Etat des eaux souterraines sur le bassin Seine-Normandie : évaluation de la qualité chimique
Etude commandée par
Agence de l'eau Seine-Normandie
Réalisée par
Agence de l'eau Seine-Normandie (C.RITALY)
La base nationale ADES (Accès aux Données sur les Eaux Souterraines) hébergée au BRGM contientADES les données de surveillance des niveaux d'eau (piézométrie) et de la qualité des eaux versées par plusieurs "producteurs". Sur le bassin Seine-Normandie, ces dernières années (2010-2013) les résultats téléchargeables sont essentiellement fournis par deux "producteurs" des données physico-chimiques : l'Agence de l'eau Seine-Normandie (> 64 % d'enregistrements) et le Ministère de la Santé (~35 %).
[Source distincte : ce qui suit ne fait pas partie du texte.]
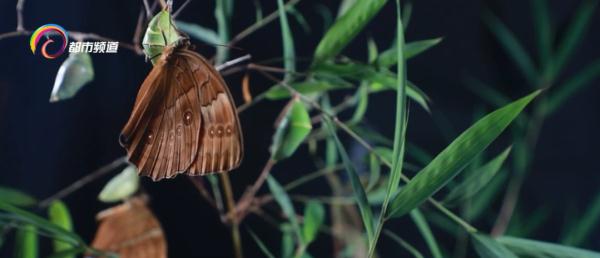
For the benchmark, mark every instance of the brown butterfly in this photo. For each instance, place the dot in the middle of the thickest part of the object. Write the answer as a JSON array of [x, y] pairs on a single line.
[[184, 119], [130, 230]]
La note de cadrage interministérielle de mars 2014 préconise d'identifier les points de prélèvement sensibles aux pollutions diffuses (nitrates et pesticides) et les captages prioritaires pour la lutte contre les pollutions d'origine agricole dans le SDAGE (Schéma Directeur de l'Aménagement et de Gestion des Eaux). La qualité de chaque point d'eau vis-à-vis de la pollution nitrique est appréciée grâce au calcul des percentiles 90 des concentrations en nitrates. Puis le percentile 90 (ou à défaut valeur maximale) est comparé au seuil d'action à 40 mg/L. Concernant les phytosanitaires, les moyennes des moyennes (MMA) pluriannuelles par composé individuel (molécule- mère ou ses métabolites) ou pour la somme des pesticides quantifiés sont comparées au seuil de risque, fixé à 75 % de la norme.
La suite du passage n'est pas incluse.